An NBC spokesperson on Wednesday did not return a request for comment or statement from the Washington Examiner.
After journalist Ronan Farrow, a former NBC employee and MSNBC anchor, published his own story about the scandal in New Yorker magazine, some wondered why NBC — to which Farrow said he first offered the story — did not run it itself.
“Speaking of media complicity ask yourself why NBC reporter @RonanFarrow wrote this for The New Yorker,” CNN anchor Jake Tapper said Tuesday on Twitter, following the story’s publication.
Farrow’s story featured other alleged victims of Weinstein’s abuse and came with a 2015 audio recording of Weinstein apparently admitting to having groped one model.
Farrow appeared Tuesday night on MSNBC’s “Maddow” and host Rachel Maddow asked why he published the story with the New Yorker rather than NBC.
“You would have to ask NBC and NBC executives about the details of that story,” he said. “I’m not going to comment on any news organization’s story that they did or didn’t run.”

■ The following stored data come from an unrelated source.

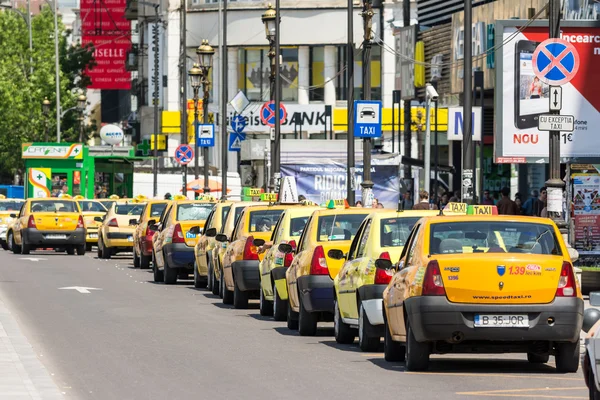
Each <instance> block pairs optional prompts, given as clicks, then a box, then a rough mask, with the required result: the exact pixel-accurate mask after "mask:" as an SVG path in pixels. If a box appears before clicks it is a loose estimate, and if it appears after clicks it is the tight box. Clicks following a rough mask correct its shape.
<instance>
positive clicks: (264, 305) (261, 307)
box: [259, 287, 273, 317]
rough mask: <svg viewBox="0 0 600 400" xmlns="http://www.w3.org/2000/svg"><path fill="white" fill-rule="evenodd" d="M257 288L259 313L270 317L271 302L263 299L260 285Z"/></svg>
mask: <svg viewBox="0 0 600 400" xmlns="http://www.w3.org/2000/svg"><path fill="white" fill-rule="evenodd" d="M259 290H260V293H259V300H260V315H262V316H263V317H270V316H272V315H273V302H272V301H270V300H267V299H265V293H264V291H263V289H262V287H261V288H260V289H259Z"/></svg>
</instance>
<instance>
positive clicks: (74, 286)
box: [58, 286, 102, 294]
mask: <svg viewBox="0 0 600 400" xmlns="http://www.w3.org/2000/svg"><path fill="white" fill-rule="evenodd" d="M58 289H59V290H77V291H78V292H79V293H84V294H89V293H91V292H90V290H102V289H98V288H88V287H84V286H69V287H64V288H58Z"/></svg>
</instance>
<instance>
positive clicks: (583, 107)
mask: <svg viewBox="0 0 600 400" xmlns="http://www.w3.org/2000/svg"><path fill="white" fill-rule="evenodd" d="M525 22H526V21H521V20H510V21H498V22H497V25H496V45H497V46H499V49H498V50H496V51H497V54H496V60H497V66H496V88H497V89H496V130H495V135H496V137H495V140H494V142H495V158H496V162H506V160H511V161H512V162H540V160H542V161H545V160H547V158H548V147H549V132H545V131H539V130H538V129H537V125H538V120H539V116H540V115H543V114H547V113H548V112H549V108H550V97H551V96H550V89H549V87H548V85H546V84H545V83H543V82H542V81H540V80H539V79H538V78H537V77H536V76H535V74H534V72H533V67H532V57H533V53H534V51H535V49H536V47H537V46H538V44H539V43H541V42H543V41H544V40H546V39H548V25H547V22H544V21H540V22H536V23H534V24H532V25H531V26H529V27H527V28H525V29H522V28H521V27H522V26H524V25H525ZM561 37H562V39H564V40H566V41H568V42H570V43H571V44H573V46H575V49H576V50H577V52H578V53H579V59H580V63H581V65H580V66H579V72H578V73H577V75H576V76H575V77H574V78H573V80H572V81H571V82H569V83H566V84H564V85H562V89H563V101H562V102H563V108H562V111H561V114H562V115H573V116H574V117H575V130H574V131H573V133H569V132H562V133H561V139H560V150H561V151H560V154H561V157H563V158H574V157H597V156H598V150H597V149H598V148H600V136H599V135H597V134H596V132H595V129H594V127H597V126H600V113H598V110H599V109H600V80H598V79H597V78H596V76H595V75H596V74H597V72H596V71H595V69H594V67H595V66H597V65H598V58H599V56H600V22H596V21H585V22H583V21H563V22H562V23H561Z"/></svg>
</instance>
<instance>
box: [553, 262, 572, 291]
mask: <svg viewBox="0 0 600 400" xmlns="http://www.w3.org/2000/svg"><path fill="white" fill-rule="evenodd" d="M575 292H576V290H575V276H574V275H573V266H572V265H571V263H570V262H568V261H565V262H563V266H562V269H561V270H560V278H559V279H558V288H557V289H556V296H557V297H573V296H575V294H576V293H575Z"/></svg>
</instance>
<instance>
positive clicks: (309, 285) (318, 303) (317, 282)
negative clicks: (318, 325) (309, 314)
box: [297, 275, 334, 313]
mask: <svg viewBox="0 0 600 400" xmlns="http://www.w3.org/2000/svg"><path fill="white" fill-rule="evenodd" d="M297 285H298V294H299V295H300V297H301V298H302V305H303V306H304V308H305V309H306V311H308V312H311V313H313V312H329V313H333V293H334V289H333V279H331V277H329V275H306V276H301V277H299V278H298V281H297Z"/></svg>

He added, “there are now reports emerging publicly about the kinds of pressure that news organizations face in this [scandal], and that is real.”

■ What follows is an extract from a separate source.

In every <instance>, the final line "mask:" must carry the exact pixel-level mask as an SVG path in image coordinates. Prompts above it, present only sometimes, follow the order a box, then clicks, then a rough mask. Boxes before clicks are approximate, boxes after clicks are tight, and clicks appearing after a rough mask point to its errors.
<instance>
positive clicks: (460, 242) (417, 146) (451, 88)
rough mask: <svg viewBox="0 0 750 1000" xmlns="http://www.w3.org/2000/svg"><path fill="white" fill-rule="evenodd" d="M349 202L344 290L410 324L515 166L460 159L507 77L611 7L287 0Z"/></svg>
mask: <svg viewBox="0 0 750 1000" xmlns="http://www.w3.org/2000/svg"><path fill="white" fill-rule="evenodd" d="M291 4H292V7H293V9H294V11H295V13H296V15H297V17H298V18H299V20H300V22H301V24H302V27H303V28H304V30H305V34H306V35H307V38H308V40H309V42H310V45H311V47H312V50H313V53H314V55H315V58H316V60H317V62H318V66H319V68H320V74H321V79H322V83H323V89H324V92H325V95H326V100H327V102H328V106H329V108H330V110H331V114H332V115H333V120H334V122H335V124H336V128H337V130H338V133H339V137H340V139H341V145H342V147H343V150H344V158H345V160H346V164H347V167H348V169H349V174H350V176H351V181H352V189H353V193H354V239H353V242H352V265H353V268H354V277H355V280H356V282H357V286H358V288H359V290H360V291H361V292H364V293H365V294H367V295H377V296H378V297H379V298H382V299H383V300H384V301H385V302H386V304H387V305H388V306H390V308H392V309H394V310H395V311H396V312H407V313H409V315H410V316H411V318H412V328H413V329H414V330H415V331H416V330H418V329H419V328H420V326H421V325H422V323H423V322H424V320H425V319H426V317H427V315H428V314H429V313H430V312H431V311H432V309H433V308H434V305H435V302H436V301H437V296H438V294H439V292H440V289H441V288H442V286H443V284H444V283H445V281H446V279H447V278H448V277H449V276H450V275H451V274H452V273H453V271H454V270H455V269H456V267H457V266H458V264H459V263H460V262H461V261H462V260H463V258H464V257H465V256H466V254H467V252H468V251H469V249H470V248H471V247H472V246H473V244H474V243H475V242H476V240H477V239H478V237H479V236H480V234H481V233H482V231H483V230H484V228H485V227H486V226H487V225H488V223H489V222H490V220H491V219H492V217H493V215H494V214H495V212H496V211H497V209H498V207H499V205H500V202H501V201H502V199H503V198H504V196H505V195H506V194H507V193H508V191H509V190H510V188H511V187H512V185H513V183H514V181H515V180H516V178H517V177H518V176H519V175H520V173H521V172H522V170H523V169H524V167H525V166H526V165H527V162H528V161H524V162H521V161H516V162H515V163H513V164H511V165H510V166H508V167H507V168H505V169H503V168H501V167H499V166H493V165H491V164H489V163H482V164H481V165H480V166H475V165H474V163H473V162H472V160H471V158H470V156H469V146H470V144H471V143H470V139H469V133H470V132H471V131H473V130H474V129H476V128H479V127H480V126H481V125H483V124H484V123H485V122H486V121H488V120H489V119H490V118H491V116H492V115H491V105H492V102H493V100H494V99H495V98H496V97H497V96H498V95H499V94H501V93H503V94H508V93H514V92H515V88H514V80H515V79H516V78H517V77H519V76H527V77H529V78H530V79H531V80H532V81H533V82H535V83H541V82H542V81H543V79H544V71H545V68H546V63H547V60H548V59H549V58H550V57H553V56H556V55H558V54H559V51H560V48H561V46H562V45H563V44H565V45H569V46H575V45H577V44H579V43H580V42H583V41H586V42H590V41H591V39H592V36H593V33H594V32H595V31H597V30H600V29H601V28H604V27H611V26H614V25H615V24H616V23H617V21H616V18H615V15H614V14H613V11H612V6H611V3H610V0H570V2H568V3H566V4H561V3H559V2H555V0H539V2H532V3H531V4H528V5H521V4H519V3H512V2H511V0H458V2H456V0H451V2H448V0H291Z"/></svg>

The Daily Beast published a story Wednesday morning with an unnamed NBC source who defended the network.
“Ronan has had a non-exclusive relationship with NBC News for the last year,” the source said. “He brought NBC News early reporting [on Weinstein] that didn’t meet the standard to go forward with a story; it was nowhere close to what ultimately ran in the New York Times or the New Yorker — for example, at that time he didn’t have one accuser willing to go on the record or identify themselves.”
Freelance journalist Yashar Ali wrote Wednesday on Twitter, again citing an unnamed NBC source, that a townhall meeting at the network included NBC News President Noah Oppenheim telling staff there was no attempt at spiking or delaying any story related to Weinstein.
“Saying NBC didn’t have same story that ended up in New Yorker and idea NBC would sit on a story because of powerful person is not real,” Ali said his source told him of Oppenheim’s remarks.
Before the New York Times broke the story about the allegations late last week, there were reports that both the Times and Farrow were chasing the story. The Times published its version first last Thursday and Farrow’s ran five days later.